Decoys play a crucial role in airstrike missions due to their ability to mimic aircraft and cruise missiles. Before the actual strike force is launched, several decoys are sent ahead, designed to mimic the radar signature and flight patterns of real aircraft, including flying at high altitudes, mimicking the speed, and performing manoeuvres typical of an attacking force. The primary function of the decoys is to engage enemy air defence systems. As the decoys appear on radar, the enemy is forced to respond, often by launching surface-to-air missiles (SAMs). While the enemy is preoccupied with the decoys, the actual strike force follows a different flight path, typically flying at low altitudes to remain below radar coverage. This tactic, known as terrain masking, allows the strike force to approach the target with minimal detection risk. By the time the enemy realises the decoys are not the actual threat, it is often too late to respond effectively to the real attack, significantly increasing the success rate of the mission.

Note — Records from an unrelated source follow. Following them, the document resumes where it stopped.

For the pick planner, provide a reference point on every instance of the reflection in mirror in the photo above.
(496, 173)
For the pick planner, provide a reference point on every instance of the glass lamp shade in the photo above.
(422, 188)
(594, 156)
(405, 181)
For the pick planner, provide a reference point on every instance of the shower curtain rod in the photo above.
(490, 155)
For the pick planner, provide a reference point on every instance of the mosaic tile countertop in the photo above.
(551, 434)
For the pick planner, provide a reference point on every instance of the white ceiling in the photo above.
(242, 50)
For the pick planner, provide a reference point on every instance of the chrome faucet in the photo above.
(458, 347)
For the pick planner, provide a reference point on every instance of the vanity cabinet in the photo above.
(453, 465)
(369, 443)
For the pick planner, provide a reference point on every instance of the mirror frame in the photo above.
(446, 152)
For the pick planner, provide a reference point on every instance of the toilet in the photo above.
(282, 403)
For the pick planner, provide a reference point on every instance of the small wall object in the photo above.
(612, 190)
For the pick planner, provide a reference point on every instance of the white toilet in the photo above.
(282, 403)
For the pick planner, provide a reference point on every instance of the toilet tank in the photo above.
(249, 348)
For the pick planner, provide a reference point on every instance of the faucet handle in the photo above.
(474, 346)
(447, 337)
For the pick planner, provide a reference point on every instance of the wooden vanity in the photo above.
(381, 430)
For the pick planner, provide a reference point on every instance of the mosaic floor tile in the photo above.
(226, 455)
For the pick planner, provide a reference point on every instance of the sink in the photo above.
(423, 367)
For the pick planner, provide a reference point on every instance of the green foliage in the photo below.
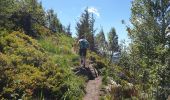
(85, 27)
(29, 71)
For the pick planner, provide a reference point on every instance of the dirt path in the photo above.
(93, 89)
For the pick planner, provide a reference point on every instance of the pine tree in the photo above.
(85, 27)
(101, 42)
(149, 19)
(113, 42)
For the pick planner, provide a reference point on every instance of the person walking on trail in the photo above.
(83, 45)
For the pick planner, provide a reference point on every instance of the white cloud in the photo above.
(94, 10)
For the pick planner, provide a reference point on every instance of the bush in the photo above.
(29, 71)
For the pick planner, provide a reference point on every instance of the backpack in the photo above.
(84, 44)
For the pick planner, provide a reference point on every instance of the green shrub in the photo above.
(30, 70)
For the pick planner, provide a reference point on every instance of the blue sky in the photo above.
(108, 13)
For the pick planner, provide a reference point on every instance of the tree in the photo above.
(101, 42)
(85, 27)
(68, 30)
(113, 42)
(53, 22)
(7, 7)
(149, 19)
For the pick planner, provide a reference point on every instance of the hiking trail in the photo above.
(93, 89)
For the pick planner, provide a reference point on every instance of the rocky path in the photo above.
(93, 89)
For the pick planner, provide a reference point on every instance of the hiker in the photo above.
(83, 45)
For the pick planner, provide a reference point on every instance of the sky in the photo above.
(108, 13)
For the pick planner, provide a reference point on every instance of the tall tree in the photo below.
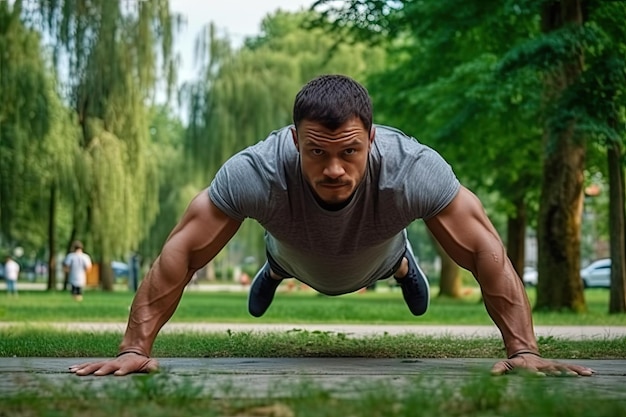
(36, 141)
(246, 93)
(442, 86)
(112, 52)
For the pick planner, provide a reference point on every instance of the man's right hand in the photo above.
(122, 365)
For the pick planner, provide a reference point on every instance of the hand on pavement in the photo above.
(540, 366)
(122, 365)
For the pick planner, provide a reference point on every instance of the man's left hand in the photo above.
(540, 366)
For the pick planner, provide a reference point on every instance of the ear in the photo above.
(372, 135)
(294, 137)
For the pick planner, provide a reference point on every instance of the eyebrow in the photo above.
(313, 142)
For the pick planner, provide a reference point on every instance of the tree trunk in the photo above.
(617, 302)
(52, 270)
(450, 277)
(560, 286)
(106, 274)
(516, 238)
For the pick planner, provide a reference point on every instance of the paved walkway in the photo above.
(353, 330)
(265, 377)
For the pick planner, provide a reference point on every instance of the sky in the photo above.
(236, 19)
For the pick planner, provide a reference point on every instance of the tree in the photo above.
(245, 94)
(36, 141)
(442, 85)
(112, 56)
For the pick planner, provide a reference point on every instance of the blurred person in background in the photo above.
(76, 264)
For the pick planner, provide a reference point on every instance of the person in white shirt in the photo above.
(11, 273)
(77, 264)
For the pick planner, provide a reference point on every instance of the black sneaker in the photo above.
(262, 291)
(415, 288)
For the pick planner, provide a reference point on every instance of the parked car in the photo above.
(120, 270)
(530, 276)
(597, 274)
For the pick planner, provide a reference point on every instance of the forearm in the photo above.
(507, 304)
(154, 304)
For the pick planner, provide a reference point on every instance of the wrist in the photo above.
(524, 352)
(135, 351)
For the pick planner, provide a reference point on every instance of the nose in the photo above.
(334, 169)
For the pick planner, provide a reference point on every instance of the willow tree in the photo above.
(244, 94)
(36, 142)
(115, 54)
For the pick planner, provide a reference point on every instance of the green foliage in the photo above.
(35, 135)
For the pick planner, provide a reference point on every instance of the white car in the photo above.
(597, 274)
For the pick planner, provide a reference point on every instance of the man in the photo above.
(77, 263)
(334, 194)
(11, 274)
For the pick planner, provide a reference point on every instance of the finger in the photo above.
(147, 365)
(95, 368)
(85, 367)
(576, 370)
(515, 365)
(501, 368)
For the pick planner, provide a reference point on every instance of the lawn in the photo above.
(160, 395)
(288, 307)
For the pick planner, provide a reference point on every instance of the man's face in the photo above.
(333, 161)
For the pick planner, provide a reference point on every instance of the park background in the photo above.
(102, 140)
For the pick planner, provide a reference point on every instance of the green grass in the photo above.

Exploiting Radar Vulnerabilities In SEAD And DEAD Missions

In SEAD (Suppression of Enemy Air Defences) and DEAD (Destruction of Enemy Air Defences) missions, radar systems are high-priority targets due to their pivotal role in detecting and tracking aircraft. To evade detection by enemy Electronic Intelligence (ELINT) systems, these radars typically operate in surveillance mode, emitting low-power signals intermittently and utilising sweeping beams to cover expansive areas and detect multiple targets. This broad coverage maximises situational awareness while minimising the risk of detection by adversaries. However, when radar systems detect potential threats, they transition to tracking mode, employing narrow, focused beams directed at specific targets, facilitating precise tracking and identification. This transition from broad surveillance to focused tracking renders radars more vulnerable, as their concentrated emissions reveal their location and operational status.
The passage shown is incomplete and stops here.